The eTOX project aims to develop innovative methodological strategies and novel software tools to better predict the toxicological profiles of new molecular entities in early stages of the drug development pipeline. This is planned to be achieved by sharing and jointly exploiting legacy records of toxicological studies from participating pharmaceutical companies, and by coordinating the efforts of specialists from industry and academia in the wide scope of disciplines that are required for a more reliable modelling of the complex relationships existing between molecular and in vitro information and the in vivo toxicity outcomes of drugs.

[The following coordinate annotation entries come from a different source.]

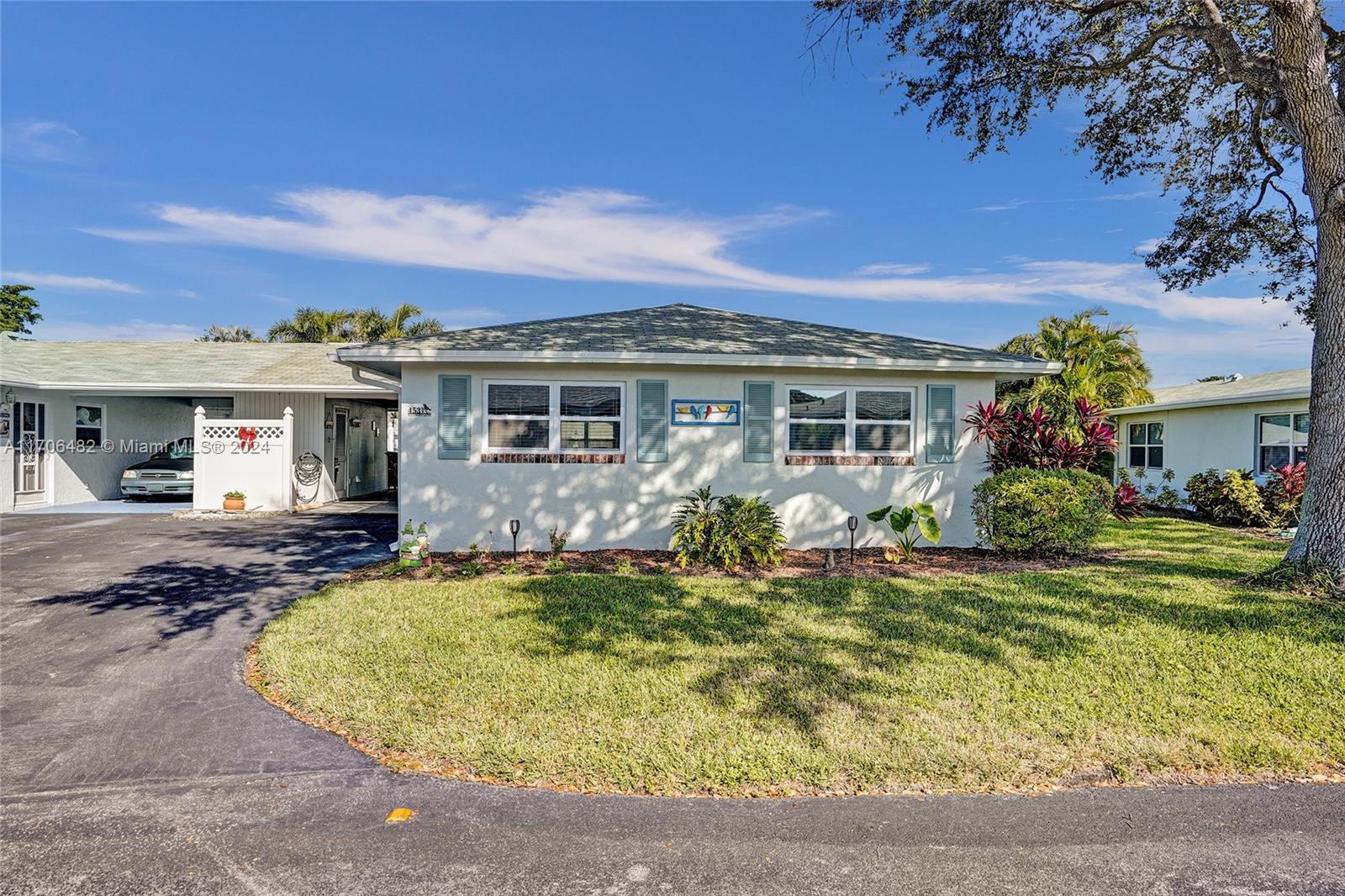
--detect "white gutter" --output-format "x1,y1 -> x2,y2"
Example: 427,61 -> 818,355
0,379 -> 397,396
327,354 -> 402,393
335,347 -> 1064,377
1107,386 -> 1311,417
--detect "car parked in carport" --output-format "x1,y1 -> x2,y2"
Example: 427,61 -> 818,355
121,439 -> 197,499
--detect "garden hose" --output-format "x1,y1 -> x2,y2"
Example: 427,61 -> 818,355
294,451 -> 323,504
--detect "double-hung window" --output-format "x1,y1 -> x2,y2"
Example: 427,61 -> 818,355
560,383 -> 621,451
486,381 -> 625,453
1256,412 -> 1307,473
1130,423 -> 1163,470
789,386 -> 915,456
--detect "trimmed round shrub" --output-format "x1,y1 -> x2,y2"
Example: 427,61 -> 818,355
971,468 -> 1112,556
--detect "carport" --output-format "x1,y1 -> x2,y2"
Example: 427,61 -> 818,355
0,334 -> 399,513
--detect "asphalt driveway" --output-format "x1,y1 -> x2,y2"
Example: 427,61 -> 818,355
0,514 -> 1345,894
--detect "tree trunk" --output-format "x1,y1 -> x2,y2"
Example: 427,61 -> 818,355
1271,0 -> 1345,572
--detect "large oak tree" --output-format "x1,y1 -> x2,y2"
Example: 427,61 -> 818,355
811,0 -> 1345,578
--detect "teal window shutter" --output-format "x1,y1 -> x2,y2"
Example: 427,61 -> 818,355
742,379 -> 775,464
635,379 -> 668,464
926,385 -> 957,464
439,376 -> 472,460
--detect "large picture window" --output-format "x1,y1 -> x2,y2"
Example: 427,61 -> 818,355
1256,412 -> 1307,473
1130,423 -> 1163,470
789,386 -> 915,456
486,382 -> 625,453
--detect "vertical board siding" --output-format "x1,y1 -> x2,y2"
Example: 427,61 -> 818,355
635,379 -> 670,463
742,379 -> 775,464
439,376 -> 472,460
926,383 -> 957,464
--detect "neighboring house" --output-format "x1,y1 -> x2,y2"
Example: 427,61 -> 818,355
1112,367 -> 1311,495
336,304 -> 1061,549
0,334 -> 397,511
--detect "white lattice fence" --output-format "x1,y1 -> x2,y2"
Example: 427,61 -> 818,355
193,408 -> 294,510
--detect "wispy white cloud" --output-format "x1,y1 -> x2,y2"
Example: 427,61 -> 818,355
973,190 -> 1158,211
32,320 -> 202,342
0,121 -> 83,166
0,271 -> 144,295
856,261 -> 931,277
1137,322 -> 1313,386
92,190 -> 1033,303
94,190 -> 1291,327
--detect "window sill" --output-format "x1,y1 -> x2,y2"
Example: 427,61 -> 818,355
784,455 -> 916,466
482,451 -> 625,464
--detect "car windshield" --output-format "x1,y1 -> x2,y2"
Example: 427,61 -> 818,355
150,439 -> 191,460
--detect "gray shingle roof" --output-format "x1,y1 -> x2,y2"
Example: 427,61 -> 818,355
341,304 -> 1040,365
1114,367 -> 1313,413
0,334 -> 395,392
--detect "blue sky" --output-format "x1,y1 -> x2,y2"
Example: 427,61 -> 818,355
0,3 -> 1309,385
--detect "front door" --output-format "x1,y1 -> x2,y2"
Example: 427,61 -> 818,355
13,401 -> 47,504
332,408 -> 350,498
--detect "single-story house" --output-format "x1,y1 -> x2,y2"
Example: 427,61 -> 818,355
0,334 -> 397,513
1112,367 -> 1311,495
336,304 -> 1061,549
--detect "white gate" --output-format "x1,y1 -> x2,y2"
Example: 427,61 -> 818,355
193,408 -> 294,510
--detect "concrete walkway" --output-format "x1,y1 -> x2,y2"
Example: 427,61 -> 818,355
0,514 -> 1345,896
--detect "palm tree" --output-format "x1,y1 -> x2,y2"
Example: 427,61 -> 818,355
351,302 -> 444,342
266,308 -> 355,342
997,308 -> 1152,428
197,324 -> 261,342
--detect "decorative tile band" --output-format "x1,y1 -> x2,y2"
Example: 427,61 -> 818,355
784,455 -> 916,466
482,451 -> 625,464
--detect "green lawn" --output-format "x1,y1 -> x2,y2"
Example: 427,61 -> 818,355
254,519 -> 1345,793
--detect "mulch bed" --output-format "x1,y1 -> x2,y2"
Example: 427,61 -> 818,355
345,547 -> 1119,581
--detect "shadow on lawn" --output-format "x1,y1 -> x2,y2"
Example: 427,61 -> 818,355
515,532 -> 1345,736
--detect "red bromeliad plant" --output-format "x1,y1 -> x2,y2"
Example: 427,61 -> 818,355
966,398 -> 1116,472
1269,460 -> 1307,507
1111,482 -> 1145,522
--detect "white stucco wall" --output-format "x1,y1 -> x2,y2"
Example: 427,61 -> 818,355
1116,398 -> 1307,497
398,363 -> 994,551
0,387 -> 193,513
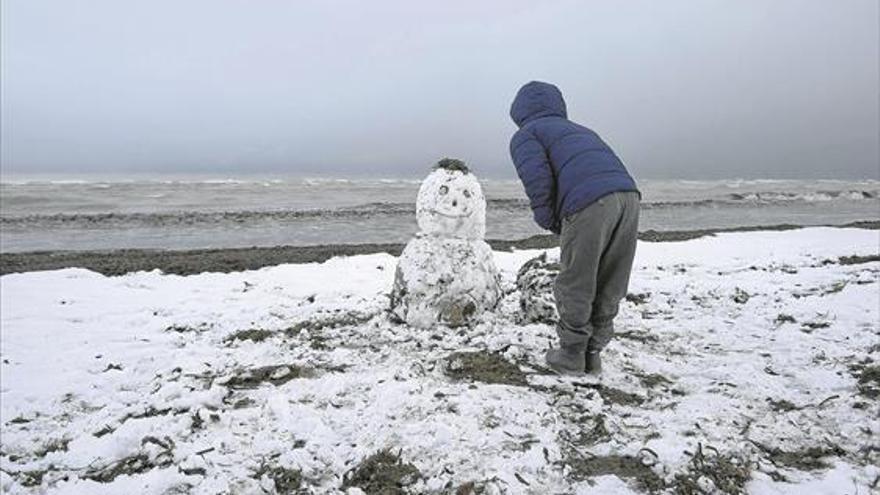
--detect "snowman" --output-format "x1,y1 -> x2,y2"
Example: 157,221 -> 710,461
391,158 -> 501,328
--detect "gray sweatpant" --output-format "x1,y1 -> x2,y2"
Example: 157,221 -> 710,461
553,191 -> 639,351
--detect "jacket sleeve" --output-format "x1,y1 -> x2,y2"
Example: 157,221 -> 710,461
510,129 -> 560,234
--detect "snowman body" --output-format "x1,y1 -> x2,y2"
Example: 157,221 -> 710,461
391,162 -> 501,328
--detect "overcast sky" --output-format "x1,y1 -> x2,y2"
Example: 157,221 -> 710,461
0,0 -> 880,178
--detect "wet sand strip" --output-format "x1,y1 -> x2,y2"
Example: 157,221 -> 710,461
0,220 -> 880,275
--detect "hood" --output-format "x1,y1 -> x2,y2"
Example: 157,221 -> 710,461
510,81 -> 567,127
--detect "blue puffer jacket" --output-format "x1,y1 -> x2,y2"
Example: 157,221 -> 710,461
510,81 -> 638,234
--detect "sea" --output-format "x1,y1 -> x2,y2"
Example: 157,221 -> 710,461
0,176 -> 880,253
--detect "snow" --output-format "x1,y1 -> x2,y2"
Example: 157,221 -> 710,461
390,168 -> 501,328
0,228 -> 880,494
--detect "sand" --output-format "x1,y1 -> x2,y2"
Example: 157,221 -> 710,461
0,220 -> 880,276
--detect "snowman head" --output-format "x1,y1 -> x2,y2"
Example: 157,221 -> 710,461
416,158 -> 486,239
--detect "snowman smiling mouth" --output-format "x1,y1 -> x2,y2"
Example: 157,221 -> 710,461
428,210 -> 472,218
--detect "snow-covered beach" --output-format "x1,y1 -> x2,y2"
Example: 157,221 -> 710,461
0,228 -> 880,494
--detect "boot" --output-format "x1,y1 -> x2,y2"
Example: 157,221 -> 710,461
584,351 -> 602,375
545,345 -> 586,375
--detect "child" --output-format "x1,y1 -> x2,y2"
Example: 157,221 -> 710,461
510,81 -> 641,374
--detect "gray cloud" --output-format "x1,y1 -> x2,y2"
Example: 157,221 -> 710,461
0,0 -> 880,178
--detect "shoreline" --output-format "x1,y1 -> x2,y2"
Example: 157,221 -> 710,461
0,220 -> 880,276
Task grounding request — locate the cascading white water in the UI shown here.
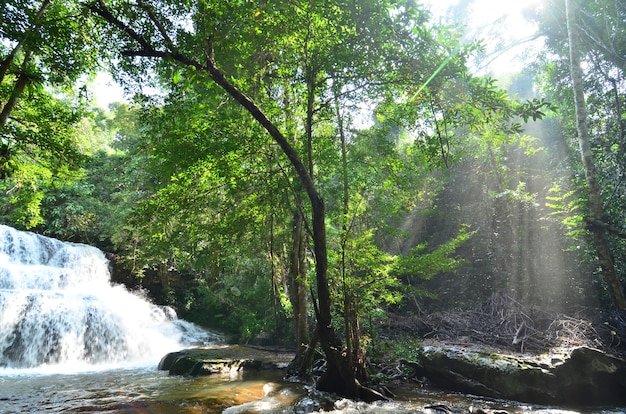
[0,225,219,369]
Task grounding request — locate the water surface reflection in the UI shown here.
[0,368,626,414]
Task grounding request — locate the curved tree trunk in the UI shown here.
[565,0,626,310]
[86,0,385,401]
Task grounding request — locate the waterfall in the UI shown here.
[0,225,219,369]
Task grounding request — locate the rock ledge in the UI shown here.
[159,345,294,376]
[416,345,626,406]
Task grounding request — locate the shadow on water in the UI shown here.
[0,368,626,414]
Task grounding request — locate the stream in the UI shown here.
[0,225,624,414]
[0,366,624,414]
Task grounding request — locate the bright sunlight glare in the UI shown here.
[423,0,543,75]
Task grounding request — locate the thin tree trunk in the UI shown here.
[0,51,32,129]
[565,0,626,310]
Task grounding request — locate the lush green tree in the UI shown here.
[0,0,102,228]
[88,1,543,398]
[535,0,626,308]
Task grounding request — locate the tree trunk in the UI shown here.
[565,0,626,310]
[86,0,385,401]
[288,210,311,375]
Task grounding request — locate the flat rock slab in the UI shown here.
[159,345,294,376]
[416,345,626,406]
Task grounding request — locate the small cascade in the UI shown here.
[0,225,220,369]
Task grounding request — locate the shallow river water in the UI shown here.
[0,367,626,414]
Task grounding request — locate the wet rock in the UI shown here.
[159,345,294,376]
[417,346,626,406]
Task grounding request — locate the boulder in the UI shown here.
[415,345,626,406]
[159,345,294,376]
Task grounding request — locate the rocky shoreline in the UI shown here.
[159,341,626,407]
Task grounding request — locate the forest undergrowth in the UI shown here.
[383,295,626,357]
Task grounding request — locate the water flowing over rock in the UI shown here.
[0,225,218,369]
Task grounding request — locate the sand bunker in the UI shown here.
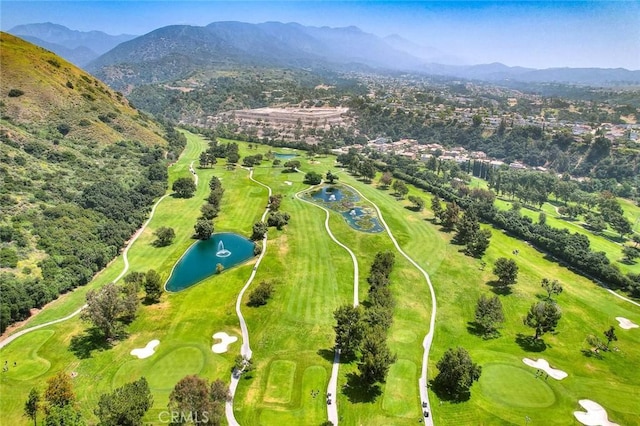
[131,340,160,359]
[616,317,639,330]
[522,358,568,380]
[573,399,619,426]
[211,331,238,354]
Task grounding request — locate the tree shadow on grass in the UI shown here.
[487,281,511,296]
[516,333,547,352]
[429,379,471,404]
[342,373,382,404]
[69,327,112,359]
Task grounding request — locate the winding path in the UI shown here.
[342,183,436,426]
[296,186,360,426]
[224,169,272,426]
[0,194,169,349]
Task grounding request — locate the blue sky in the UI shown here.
[0,0,640,69]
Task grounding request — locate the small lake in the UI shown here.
[165,233,254,291]
[273,152,297,160]
[305,185,384,233]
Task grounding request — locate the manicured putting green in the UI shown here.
[264,360,296,404]
[113,346,204,390]
[382,359,420,417]
[479,364,556,408]
[2,330,54,380]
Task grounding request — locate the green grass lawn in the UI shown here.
[0,133,640,425]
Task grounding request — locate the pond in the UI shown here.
[165,233,254,291]
[273,152,297,160]
[305,185,384,233]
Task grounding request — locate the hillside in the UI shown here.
[0,33,180,331]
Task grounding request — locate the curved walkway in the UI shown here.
[0,194,169,349]
[296,186,360,426]
[342,182,436,426]
[224,169,272,426]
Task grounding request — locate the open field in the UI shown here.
[0,134,640,425]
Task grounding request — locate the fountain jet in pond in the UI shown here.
[216,241,231,257]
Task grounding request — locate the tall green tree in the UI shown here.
[153,226,176,247]
[333,305,364,357]
[358,327,398,386]
[171,177,196,198]
[434,347,482,398]
[523,301,562,340]
[24,388,41,426]
[476,294,504,338]
[144,269,162,303]
[493,257,518,286]
[94,377,153,426]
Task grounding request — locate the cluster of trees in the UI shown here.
[0,127,186,332]
[333,252,396,387]
[24,371,86,426]
[384,165,640,295]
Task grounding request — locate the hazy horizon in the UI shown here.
[0,0,640,70]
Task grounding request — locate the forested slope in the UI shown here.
[0,33,184,331]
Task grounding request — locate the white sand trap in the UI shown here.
[211,331,238,354]
[522,358,568,380]
[616,317,640,330]
[131,340,160,359]
[573,399,620,426]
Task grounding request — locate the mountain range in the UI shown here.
[10,22,640,89]
[8,22,137,67]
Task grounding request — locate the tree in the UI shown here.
[333,305,364,357]
[200,203,218,220]
[168,375,213,423]
[284,160,300,172]
[622,246,640,263]
[24,388,40,426]
[44,371,76,408]
[326,171,340,185]
[251,221,268,241]
[476,294,504,338]
[542,278,562,300]
[247,281,274,307]
[304,172,322,185]
[607,212,633,237]
[81,283,127,340]
[441,201,460,231]
[144,269,162,302]
[44,404,86,426]
[358,327,398,386]
[378,172,393,188]
[193,219,213,240]
[464,229,491,258]
[523,301,562,340]
[391,179,409,199]
[94,377,153,426]
[434,347,482,398]
[153,226,176,247]
[409,195,424,212]
[493,257,518,286]
[269,194,282,212]
[431,195,443,220]
[604,326,618,350]
[171,177,196,198]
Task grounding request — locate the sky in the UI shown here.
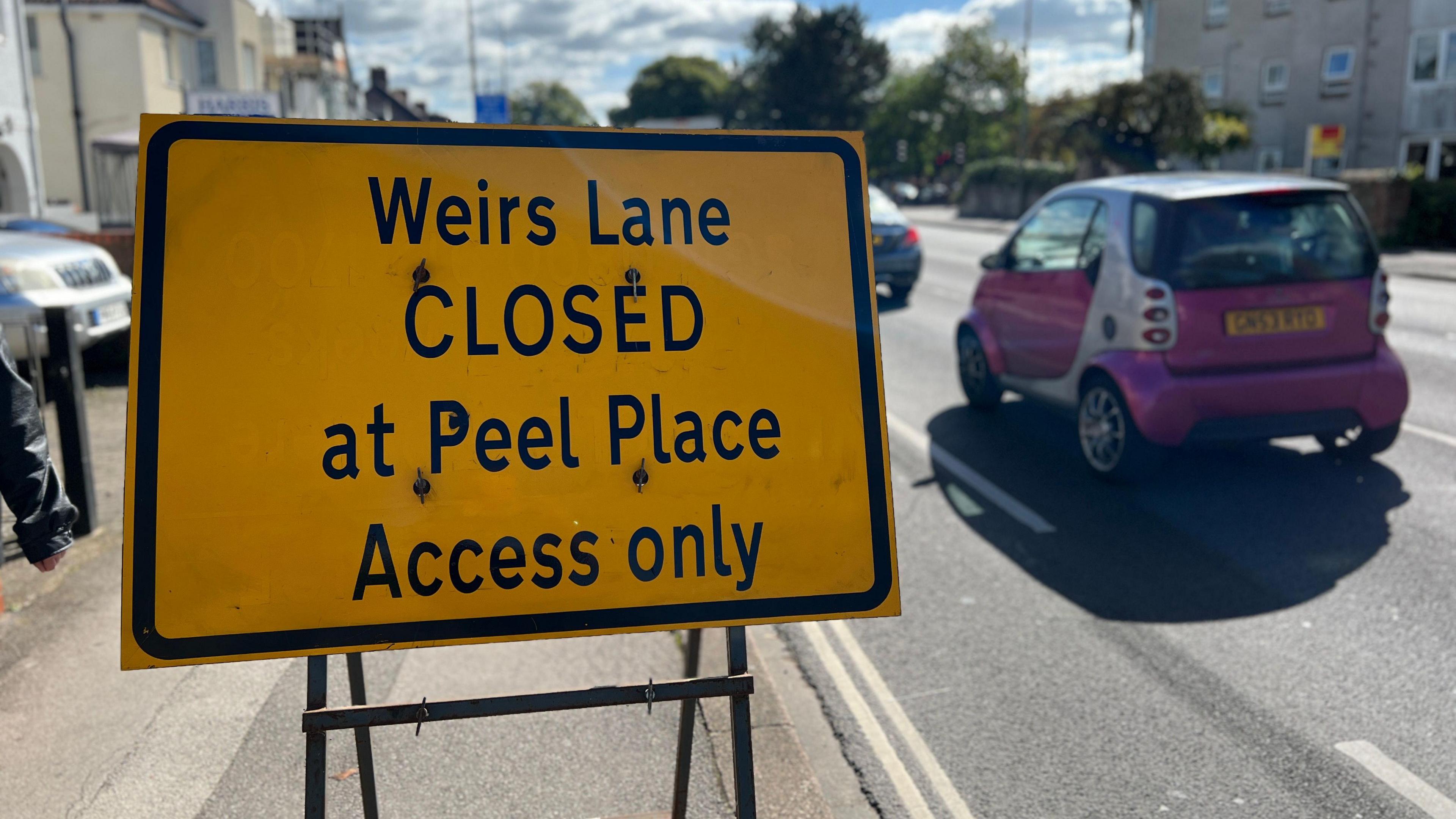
[268,0,1142,122]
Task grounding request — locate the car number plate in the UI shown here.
[92,302,131,326]
[1223,306,1325,335]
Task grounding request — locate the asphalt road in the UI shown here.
[782,217,1456,819]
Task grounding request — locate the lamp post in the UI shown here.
[1016,0,1031,213]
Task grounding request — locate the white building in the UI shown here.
[0,0,45,217]
[25,0,264,224]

The proposed strategy includes a synergetic integration of innovative approaches in the following areas:

 

  • Database building and management, including procedures and tools for protecting sensitive data.
  • Ontologies and text mining techniques, with the purpose of facilitating knowledge extraction from legacy preclinical reports and biomedical literature.
  • Chemistry and structure-based approaches for the molecular description of the studied compounds, as well as of their interactions with the anti-targets responsible for the secondary pharmacologies.
  • Prediction of DMPK features since they are often related to the toxicological events.
  • Systems biology approaches in order to cope with the complex biological mechanisms which govern in vivo toxicological problems.
  • Computational genomics to afford the inter-species and inter-individual variabilities that complicate the interpretation of experimental and clinical outcomes.
  • Sophisticated statistical analysis tools required to derive the inevitably highly-multivariate QSAR models.
  • Development and validation (according to the OECD principles) of QSARs, integrative models, expert systems and meta-tools.

 

The proposed consortium includes experts in toxicology, knowledge management, bioinformatics, chemoinformatics, biostatistics and software development.